Browder will receive a salary of $160,000 a year, compared to $167,815 as the superintendent, with a car allowance of $600. He will most likely take the position sometime in November.
The policy for termination was altered at the Lee County School Board meeting in December 2008, so that Browder could exit the contract after 60 days of notice and receive $341,629 in severance — the equivalent of a two-year salary package.
His termination leaves the school board with two decisions — appointing an interim superintendent with the current board or waiting until November when the new members are seated.
Board member Jeanne Dozier said Browder asked the board to let him out of his contract early. She said Wednesday’s board meeting will address what the next step should be in replacing Browder.
Board member Jane Kuckel said Browder has the opportunity to leave earlier than 60 days if the board so desires.
She said a decision needs to be made on who to appoint as the interim superintendent before the middle of November when the three new board members are seated.
Kuckel said from her standpoint the board should begin the discussion on how to permanently replace the superintendent when the new board members are seated in November.
Tom Scott, who will join the board in November, said he expects Browder and the existing board to live up to his contract of staying the full 60 days until the new board is seated in November. He said a new interim superintendent should be appointed after the new board is seated.
“I hope the current board does not allow him to leave early and reward him by paying him the severance package,” Scott said.
He said he thinks the voters were very clear with what they were looking for, which was a change in direction.
“They want the new board to make those decisions,” Scott said.
Arnold Gibbs, who will face Mary Fisher in the November election for the remaining seat on the school board, said the board needs to have someone fill the superintendent position that is competent and capable. He said they also need to find someone that is familiar with the administration of the district to fill the void until a suitable replacement is found.
“Whenever he leaves there needs to be someone appointed,” he said.
Gibbs said the board may be faced with a split decision in November when it comes to finding a new superintendent.
“We have a board in November that is going to be split philosophically and in the decision making,” Gibbs said.

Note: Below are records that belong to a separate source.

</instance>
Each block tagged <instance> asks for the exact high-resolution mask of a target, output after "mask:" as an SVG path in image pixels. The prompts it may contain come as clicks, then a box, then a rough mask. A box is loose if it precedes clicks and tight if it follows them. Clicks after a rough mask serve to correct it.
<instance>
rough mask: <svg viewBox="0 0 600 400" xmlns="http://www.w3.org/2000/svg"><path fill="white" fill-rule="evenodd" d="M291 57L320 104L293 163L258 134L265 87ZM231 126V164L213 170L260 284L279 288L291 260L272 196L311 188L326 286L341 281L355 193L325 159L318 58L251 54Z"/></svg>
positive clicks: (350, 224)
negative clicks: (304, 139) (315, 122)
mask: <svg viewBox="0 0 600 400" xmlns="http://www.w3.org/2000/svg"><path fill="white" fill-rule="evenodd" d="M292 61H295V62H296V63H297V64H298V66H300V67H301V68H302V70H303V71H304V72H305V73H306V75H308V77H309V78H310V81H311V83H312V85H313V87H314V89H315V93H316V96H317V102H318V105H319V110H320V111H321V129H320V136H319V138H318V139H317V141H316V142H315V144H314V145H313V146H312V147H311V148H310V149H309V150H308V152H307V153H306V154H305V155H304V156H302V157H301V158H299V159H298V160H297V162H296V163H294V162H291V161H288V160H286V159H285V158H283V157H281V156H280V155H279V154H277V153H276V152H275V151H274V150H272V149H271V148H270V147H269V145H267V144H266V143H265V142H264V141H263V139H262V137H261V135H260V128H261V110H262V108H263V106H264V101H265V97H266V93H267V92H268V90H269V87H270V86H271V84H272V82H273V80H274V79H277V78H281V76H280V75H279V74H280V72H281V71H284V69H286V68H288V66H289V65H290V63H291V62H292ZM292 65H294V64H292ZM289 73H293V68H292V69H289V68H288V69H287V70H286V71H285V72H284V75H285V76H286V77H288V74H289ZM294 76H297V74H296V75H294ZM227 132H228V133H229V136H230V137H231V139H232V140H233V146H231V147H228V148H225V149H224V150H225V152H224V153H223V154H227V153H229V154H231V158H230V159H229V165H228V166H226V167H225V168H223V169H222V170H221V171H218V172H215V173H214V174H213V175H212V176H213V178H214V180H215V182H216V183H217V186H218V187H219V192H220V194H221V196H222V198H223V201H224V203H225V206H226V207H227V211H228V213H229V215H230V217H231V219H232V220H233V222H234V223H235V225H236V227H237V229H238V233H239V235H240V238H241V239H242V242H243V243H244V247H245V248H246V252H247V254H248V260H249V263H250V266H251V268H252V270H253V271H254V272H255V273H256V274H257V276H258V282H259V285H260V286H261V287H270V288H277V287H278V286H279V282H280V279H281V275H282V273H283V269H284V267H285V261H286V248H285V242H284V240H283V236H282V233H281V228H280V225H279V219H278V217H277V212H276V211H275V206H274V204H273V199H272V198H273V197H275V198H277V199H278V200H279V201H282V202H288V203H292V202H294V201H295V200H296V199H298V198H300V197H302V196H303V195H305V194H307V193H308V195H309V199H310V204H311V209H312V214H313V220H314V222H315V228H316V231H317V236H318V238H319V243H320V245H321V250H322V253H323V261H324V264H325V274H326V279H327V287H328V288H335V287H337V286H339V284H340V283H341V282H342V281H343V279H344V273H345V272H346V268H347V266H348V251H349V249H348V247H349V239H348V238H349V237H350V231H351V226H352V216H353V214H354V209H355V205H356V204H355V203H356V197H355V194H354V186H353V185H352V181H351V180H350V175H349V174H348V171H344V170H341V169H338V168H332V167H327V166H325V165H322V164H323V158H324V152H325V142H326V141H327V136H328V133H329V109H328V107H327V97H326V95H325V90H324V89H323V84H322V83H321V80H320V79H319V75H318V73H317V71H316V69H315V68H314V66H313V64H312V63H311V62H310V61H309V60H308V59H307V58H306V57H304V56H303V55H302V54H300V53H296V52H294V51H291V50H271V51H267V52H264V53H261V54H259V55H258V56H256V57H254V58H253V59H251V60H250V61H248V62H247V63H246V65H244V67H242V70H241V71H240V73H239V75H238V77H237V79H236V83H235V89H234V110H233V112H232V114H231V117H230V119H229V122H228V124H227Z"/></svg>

Dozier, Scott and Gibbs all said they were not surprised with Browder’s decision of accepting the job with Edison State College.
Dozier said she knew Browder had a long standing relationship with Edison State College.
“It doesn’t surprise me that he took the job … I know he will do an outstanding job,” she said. “I know his heart is in Fort Myers.”
Dozier said Browder will still be in this community and she knows that the school district will work with Edison State College.
“We currently have a very good working relationship with Edison,” she said. “I look forward to working with him.”
Scott said he thought Browder was very interested in finding another position.
“It seemed to me that he was actively pursuing it,” he said.
Scott said he wishes Browder well with his new responsibilities at Edison State College.
Gibbs said he believes Browder was forced into making the decision.
“I believe that Dr. Browder knew since the onset of the campaign that he was not very popular with the two new board members (Don Armstrong and Tom Scott) and that they voiced their displeasure with his administration, and I think he anticipated a very unsupportive relationship,” he said. “Perhaps they could have worked with Dr. Browder, but I think he sensed a strong sense of displeasure.”
On the other hand, Gibbs said he would have personally looked forward to working with Browder because he was making headway in many ways.
“I would have liked to have continued making those improvements and building upon what they have already done to make it better,” he said.
The special school board meeting Wednesday starts at 3:30 p.m.